Ms Everard, 33, was kidnapped, raped and murdered by then-serving Met officer Wayne Couzens in early March 2021. He was later handed a whole-life order for his crimes.
Detective Constable Tyrone Ward was later accused of misconduct after being found to have accessed sensitive case files, despite not being involved in the investigation. A police misconduct panel dismissed these allegations in November 2024.
The Met challenged the decision at the High Court, with its lawyers telling a hearing in December last year that the panel did not sufficiently consider the evidence in the case or provide adequate reasons for its decision.
Barristers for DC Ward opposed the claim, which was dismissed by Mr Justice Murray on Tuesday.
The judge said: “In my view, the claimant has failed to demonstrate that there was any public law error in the panel’s reasoning in the decision, either by way of a failure to engage with the evidence or a failure to give adequate reasons.”

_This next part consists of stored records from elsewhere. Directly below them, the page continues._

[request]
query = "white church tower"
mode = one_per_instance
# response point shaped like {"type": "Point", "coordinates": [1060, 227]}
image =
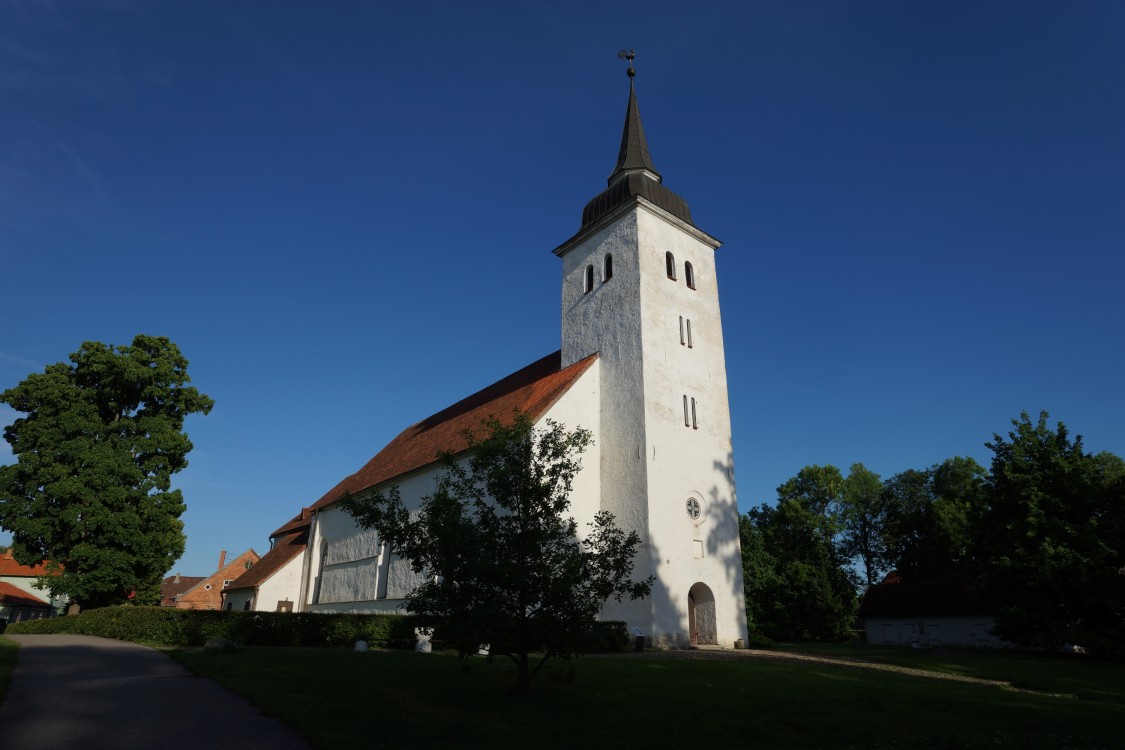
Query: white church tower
{"type": "Point", "coordinates": [639, 289]}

In his 26-page ruling, the judge said that DC Ward was one of seven officers identified as having accessed files related to Couzens and Ms Everard “without appearing to have a proper policing purpose for doing so”.
An audit found that DC Ward had accessed two police systems at different times on March 10 and March 11 “in relation to the detention of Wayne Couzens”.
DC Ward denied accessing the files for an improper purpose, claiming he did so as part of his duties to check the records of those detained in certain custody suites to see if they needed to be investigated by his team.
He was served with a misconduct notice in December 2023 but the case was dismissed, with the panel finding that DC Ward had a legitimate reason to access the files and that he was a “productive and conscientious officer”.
Lawyers for the Met asked the High Court to quash the panel’s decision and substitute a finding that DC Ward had committed gross misconduct, or send the case back to be considered by a different disciplinary panel.
But Mr Justice Murray said that while DC Ward did not have a “duty” to check the custody records of Couzens and other prisoners, this “does not mean he was not permitted proactively to monitor” them.
The panel also cleared two other officers of misconduct related to accessing the files, finding that they had not breached professional standards.
But it found that another three had committed misconduct, with the panel dismissing one officer, giving another a final written warning, and saying that it would have dismissed the third had they not already left the force.